History of Web Indexing: BBC Style
September 4, 2013
I read “Jonathon Fletcher: Forgotten Father of the Search Engine.” I have no quibble with the claims that the first Web crawler was an invention spawned in the United Kingdom.
I did find several interesting factoids in the write up; for example:
- Google has indexed more than one trillion pages. On the surface, this sounds just super. However, what is the cost of maintaining the index of the alleged one trillion pages? Is Google cutting corners in its indexing to reduce costs? Perhaps the BBC will expand on this statement. A trillion is a big number and I wonder what percentage of those “pages” are indexed on a daily basis to keep the index fresh.
- “Because websites were added to the list manually, there was nothing to track changes to their content. Consequently, many of the links were quickly out-of-date or wrongly labeled.” Is this true today?
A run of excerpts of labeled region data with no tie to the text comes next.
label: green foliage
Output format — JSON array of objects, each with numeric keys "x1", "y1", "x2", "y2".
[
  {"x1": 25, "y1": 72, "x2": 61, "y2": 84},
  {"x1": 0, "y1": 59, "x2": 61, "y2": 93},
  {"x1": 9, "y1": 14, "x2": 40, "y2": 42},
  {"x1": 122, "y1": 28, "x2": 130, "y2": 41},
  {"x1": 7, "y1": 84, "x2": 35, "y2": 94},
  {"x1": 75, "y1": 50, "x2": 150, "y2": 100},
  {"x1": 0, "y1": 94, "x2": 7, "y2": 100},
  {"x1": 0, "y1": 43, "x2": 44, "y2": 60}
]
- “By June of 1994, JumpStation had indexed 275,000 pages. Space constraints forced Mr Fletcher to only index titles and headers of web pages, and not the entire content of the page, but even with this compromise, JumpStation started to struggle under the load.” Decades ago the black hole of Web indexing was visible. Now that Big Data have arrived, won’t indexing costs rise in lock step? What cost savings are available? Perhaps indexing less content and changing the index refresh cycles are expedient actions? Have Bing, Google, and Yandex gone down this path? Perhaps the BBC will follow up on this issue?
- “But in my [Fletcher’s] opinion, the Web isn’t going to last forever. But the problem of finding information is.” Has progress been made in Web search?
One interesting aspect of the write up is the conflation of Web search with other types of search. The confusion persists I believe.
Perhaps the BBC will look into the contributions to search of Dr. Martin Porter, the inventor of the Porter Stemmer. Dr. Porter’s Muscat search technology was important, arguably more important than Mr. Fletcher’s.
Stephen E Arnold, September 4, 2013
Sponsored by Xenky
Comments
One Response to “History of Web Indexing: BBC Style”
Porter’s Muscat search engine was also (briefly) the foundation of a web search engine, Webtop: we built this in 1999 or so and indexed around half a billon web pages. Although Webtop and the Muscat business are long gone, the core search software survives as the Xapian open source project, still in use by companies such as the Financial Times.